Vibroconverter mathematical model based on the levitation effect

Abstract

Modern requirements for the safe operation of nuclear power plants dictate the need to introduce systems for early reactor plants state diagnosis. Vibrations have always been a threat to the safe nuclear power plants operation, therefore, solving the issues of improving the nuclear power plants vibronoise diagnostics accuracy, especially in the field of ultra-low frequencies, is an urgent task. The most promising way to solve the problem of flexible guides in electromechanical vibration transducers is the levitation effect, which makes it possible to completely eliminate mechanical contact and, accordingly, reduce the sensitivity threshold of the transducer.
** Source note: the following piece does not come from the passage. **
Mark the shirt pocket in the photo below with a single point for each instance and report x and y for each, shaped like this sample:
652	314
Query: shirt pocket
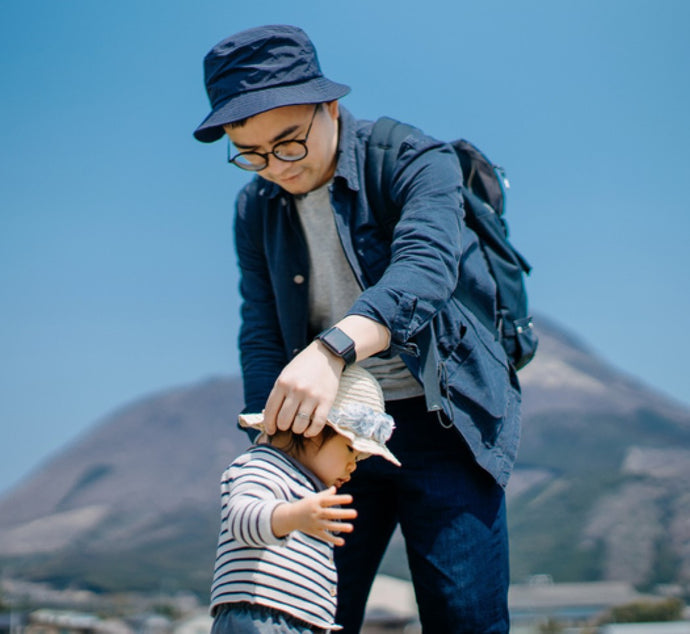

The article presents an analysis of existing vibration transducers and offers analogue and digital mathematical models of the magnetic levitation system, taking into account the influence of the electromagnetic force nonlinearity. The characteristics of such a nonlinear system are studied using the method of harmonic linearization, which makes it possible to obtain an equivalent linear system. At the same time, the third order terms of the electromagnetic force expansion in the Taylor series are taken into account, which made it possible to obtain a more accurate analogue the vibration transducer model. For the developed vibration transducer digital model, using the z-form method, a system function and the corresponding difference equation were obtained. Expressions and graphs of transient, pulse and frequency characteristics are derived for both analogue and digital vibration converter models, which allow us to conclude about the accuracy and adequacy of the developed digital model. Using obtained vibration transducer digital models will make it easier to model its operation and reasonably select the vibration transducer initial parameters.